Results and discussion
Canyon (Figure 8)
Shear-wave velocities ranged up to 1766 m per second (mps) at the array in the canyon (Figure 8). The array was offset from the centre of the canyon due to the stream location. In the MASW profile closest to the SPAC array, the geotechnical team drilled one borehole at 50 m along the line. The borehole was terminated at 27 m below surface without reaching bedrock. This result implies the bedrock velocity is more than 1000 m per second, which was the shear-wave velocity from the MASW profile at the bottom of the borehole
(Figure 8). The bedrock velocity interpreted from the SPAC profile was ~1500 m per second. This velocity contour in the MASW data is 33 m below surface at the borehole location. Additional drilling may occur in the summer of 2023 to validate the bedrock depths interpreted from the combination of SPAC and MASW results.
Hill (Figure 9)
Shear-wave velocities indicated the bedrock interface at approximately 65 m below surface associated with an increase in velocity to 900 m per second. Having this result supports the interpretation of the bedrock interface at the 700-800 m per second contour in the MASW section, which is approximately -40 m in elevation.

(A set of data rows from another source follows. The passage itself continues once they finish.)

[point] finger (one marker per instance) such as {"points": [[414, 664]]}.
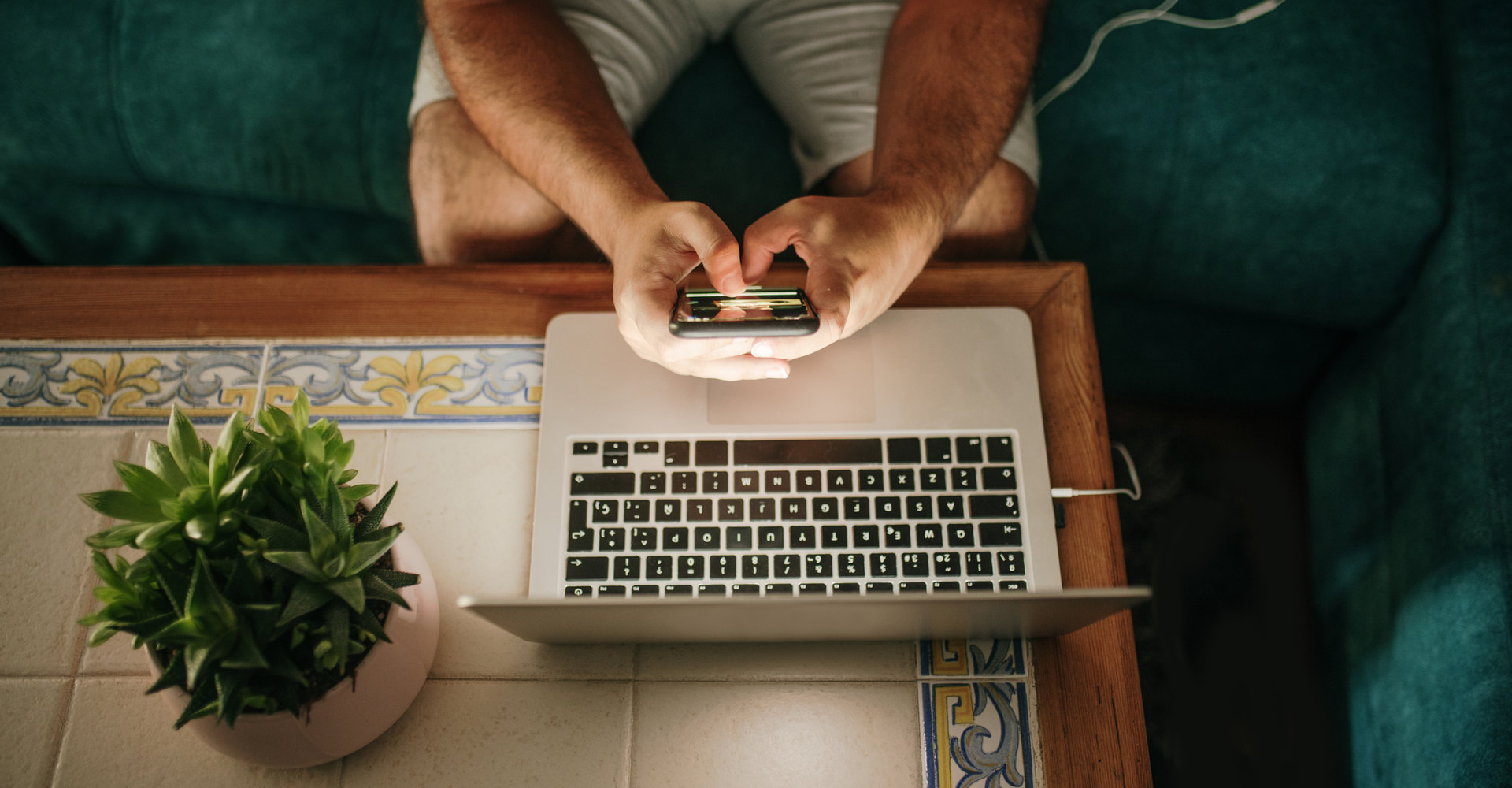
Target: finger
{"points": [[770, 235], [716, 245]]}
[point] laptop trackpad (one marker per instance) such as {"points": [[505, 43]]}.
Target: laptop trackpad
{"points": [[832, 386]]}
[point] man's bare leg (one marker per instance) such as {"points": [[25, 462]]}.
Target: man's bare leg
{"points": [[994, 225], [469, 203]]}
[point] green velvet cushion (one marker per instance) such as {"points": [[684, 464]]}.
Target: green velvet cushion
{"points": [[1288, 169]]}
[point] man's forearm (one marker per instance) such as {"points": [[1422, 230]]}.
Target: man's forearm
{"points": [[534, 93], [953, 80]]}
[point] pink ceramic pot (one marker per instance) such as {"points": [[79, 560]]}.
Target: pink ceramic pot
{"points": [[348, 717]]}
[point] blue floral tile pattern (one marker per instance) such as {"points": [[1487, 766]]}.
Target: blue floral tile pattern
{"points": [[432, 385], [80, 385]]}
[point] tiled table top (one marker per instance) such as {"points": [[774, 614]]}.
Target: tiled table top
{"points": [[453, 422]]}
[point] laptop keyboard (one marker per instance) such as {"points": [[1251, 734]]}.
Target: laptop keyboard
{"points": [[921, 513]]}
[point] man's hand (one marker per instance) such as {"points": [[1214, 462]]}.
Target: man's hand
{"points": [[655, 248], [862, 253]]}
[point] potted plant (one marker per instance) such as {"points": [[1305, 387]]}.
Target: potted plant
{"points": [[264, 584]]}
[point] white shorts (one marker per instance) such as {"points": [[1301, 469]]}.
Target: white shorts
{"points": [[817, 61]]}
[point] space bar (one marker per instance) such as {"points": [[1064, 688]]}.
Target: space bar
{"points": [[808, 451]]}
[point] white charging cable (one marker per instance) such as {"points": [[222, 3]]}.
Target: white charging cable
{"points": [[1128, 462]]}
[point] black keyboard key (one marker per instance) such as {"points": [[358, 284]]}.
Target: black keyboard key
{"points": [[588, 567], [1000, 450], [829, 451], [903, 451], [951, 508], [968, 450], [754, 567], [605, 511], [1002, 534], [1009, 563], [999, 478], [713, 452], [602, 483], [947, 564], [994, 506], [723, 567]]}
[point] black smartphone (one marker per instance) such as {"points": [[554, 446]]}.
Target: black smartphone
{"points": [[755, 314]]}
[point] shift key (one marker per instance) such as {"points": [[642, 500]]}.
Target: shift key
{"points": [[602, 483], [994, 506]]}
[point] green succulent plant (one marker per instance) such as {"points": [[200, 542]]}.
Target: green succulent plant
{"points": [[261, 582]]}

The gradational changes in velocity between 300 m per second and 800 m per second observed in the MASW result are hidden by the step changes observed in the SPAC. The velocity of the bedrock recovered from the SPAC is higher than that of the MASW, ~ 900 m per second versus 700 m per second (Figure 9).
Bridges (Figure 10)
At the time of this publication, the results from Johnson Creek Bridge were not yet available. Figure 10 shows the results from Gerstle River Bridge borehole data and SPAC arrays. We group the lithology below the ice into dry sand and gravels, moist silty sandy materials, and ‘loose’ silty sand. The borehole results show a weak layer that corresponds to this ‘loose’ silty sand. The seismic results show a low-velocity layer at all three SPAC-array locations approximately 30 m below surface that corresponds to the weak layer from the borehole logs. Having the seismic data results gives confidence to the bridge design team that the weak layer continues across the river. The project team concluded that the seismic data were a suitable replacement for the borehole logs at the three completed locations, saving DOT money and time given the difficult drilling conditions.
Conclusion
We presented three different case studies at Alaskan sites showing implementation of the SPAC method for mapping the depth to bedrock and subsurface lithology. The SPAC method shows its utility in our work for difficult sites and deep bedrock mapping. Combining interpretation from SPAC and MASW where possible provides enhanced insight into site conditions. Finally, SPAC arrays may be suited for use in reducing the number of boreholes required for geotechnical site characterisation, as our final example shows.